If you and I go to a fast food chain, we’ll each pay the same price for a burger. But rarely do two people pay the same price for an airline ticket, even if they’re flying to the same destination. N.C. State University economist Mike Walden explains why this is the case.
“Well, I’ll leave (whether this is) fair up to our, our listeners, but the why, I think, is fairly straightforward … in the sense that every seller knows that individual buyers value products to a different extent. And so they would like to try to sell products individually to, to people and charge each person the maximum that that person would be willing to pay.

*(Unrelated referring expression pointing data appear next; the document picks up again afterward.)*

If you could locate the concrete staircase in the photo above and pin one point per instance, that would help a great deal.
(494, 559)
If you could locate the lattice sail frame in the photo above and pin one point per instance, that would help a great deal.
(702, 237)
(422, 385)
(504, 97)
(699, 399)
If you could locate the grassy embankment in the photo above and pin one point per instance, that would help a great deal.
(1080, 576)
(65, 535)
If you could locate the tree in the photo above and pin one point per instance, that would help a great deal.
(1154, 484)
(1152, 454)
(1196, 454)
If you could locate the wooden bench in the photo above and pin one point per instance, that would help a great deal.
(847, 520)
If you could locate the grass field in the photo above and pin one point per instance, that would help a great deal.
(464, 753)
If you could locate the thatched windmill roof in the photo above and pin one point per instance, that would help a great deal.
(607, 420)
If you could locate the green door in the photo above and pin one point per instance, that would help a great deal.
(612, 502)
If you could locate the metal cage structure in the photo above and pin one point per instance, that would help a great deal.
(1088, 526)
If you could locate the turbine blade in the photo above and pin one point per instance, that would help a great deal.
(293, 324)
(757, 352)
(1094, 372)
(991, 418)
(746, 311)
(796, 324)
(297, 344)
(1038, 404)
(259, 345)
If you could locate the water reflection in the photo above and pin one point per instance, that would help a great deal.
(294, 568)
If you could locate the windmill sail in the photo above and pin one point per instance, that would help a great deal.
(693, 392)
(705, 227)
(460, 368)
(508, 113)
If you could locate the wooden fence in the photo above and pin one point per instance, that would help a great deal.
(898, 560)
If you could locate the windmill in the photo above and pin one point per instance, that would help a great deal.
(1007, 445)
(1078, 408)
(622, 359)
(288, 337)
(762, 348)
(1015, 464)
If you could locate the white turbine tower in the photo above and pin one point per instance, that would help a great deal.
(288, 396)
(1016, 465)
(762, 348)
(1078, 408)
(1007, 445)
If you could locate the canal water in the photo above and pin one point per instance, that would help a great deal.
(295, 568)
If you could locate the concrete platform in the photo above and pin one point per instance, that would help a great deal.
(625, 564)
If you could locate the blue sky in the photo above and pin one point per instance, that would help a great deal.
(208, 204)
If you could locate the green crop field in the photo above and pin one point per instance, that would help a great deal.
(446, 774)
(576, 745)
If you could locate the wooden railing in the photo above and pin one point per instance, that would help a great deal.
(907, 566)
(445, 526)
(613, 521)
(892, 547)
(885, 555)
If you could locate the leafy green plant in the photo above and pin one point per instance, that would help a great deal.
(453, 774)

“Now in some situations — as you mentioned, the fast food restaurants — that’s not very practical to do or it’s very costly to do. And so in those cases, we all pay the same price. And those people, for example, who value burgers more are actually getting the bargain.

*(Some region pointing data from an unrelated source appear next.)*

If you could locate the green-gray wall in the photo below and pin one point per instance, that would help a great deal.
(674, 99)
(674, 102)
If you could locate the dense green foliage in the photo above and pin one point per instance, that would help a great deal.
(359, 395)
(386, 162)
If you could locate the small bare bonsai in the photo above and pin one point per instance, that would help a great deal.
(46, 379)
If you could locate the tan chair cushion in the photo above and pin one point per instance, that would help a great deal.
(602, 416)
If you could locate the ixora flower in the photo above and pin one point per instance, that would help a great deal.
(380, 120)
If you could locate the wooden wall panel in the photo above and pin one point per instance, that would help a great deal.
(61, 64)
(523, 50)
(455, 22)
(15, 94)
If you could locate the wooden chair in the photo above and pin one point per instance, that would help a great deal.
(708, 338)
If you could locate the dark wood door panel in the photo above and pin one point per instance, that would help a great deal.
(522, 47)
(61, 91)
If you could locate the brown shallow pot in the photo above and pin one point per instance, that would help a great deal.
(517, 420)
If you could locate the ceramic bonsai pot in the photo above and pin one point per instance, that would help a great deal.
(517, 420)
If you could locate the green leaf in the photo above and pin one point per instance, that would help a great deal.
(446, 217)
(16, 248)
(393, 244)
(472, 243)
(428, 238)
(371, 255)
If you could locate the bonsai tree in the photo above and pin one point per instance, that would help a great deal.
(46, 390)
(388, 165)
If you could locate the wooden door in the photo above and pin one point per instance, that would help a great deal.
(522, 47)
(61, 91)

“But for other kinds of purchases, it is easier to separate people into different categories and charge them different prices. Airlines — that’s an excellent example. For example, traditional airlines knew that business travelers are willing to pay more to fly than leisure travelers. But how would they separate those two groups? Well, that’s where they invented — the airlines did — that the Saturday night stay. Although it was not perfect, typically a leisure traveler would stay over Saturday night, and, therefore, people who did that got the lower rate, whereas the business traveler who traveled only during the week, they paid the higher rate.
“So, this is a typical technique called market segmentation. It’s something that — I think … — if consumers are aware that exist, we can use that to our benefit to try and avoid the higher price and get the lower one.”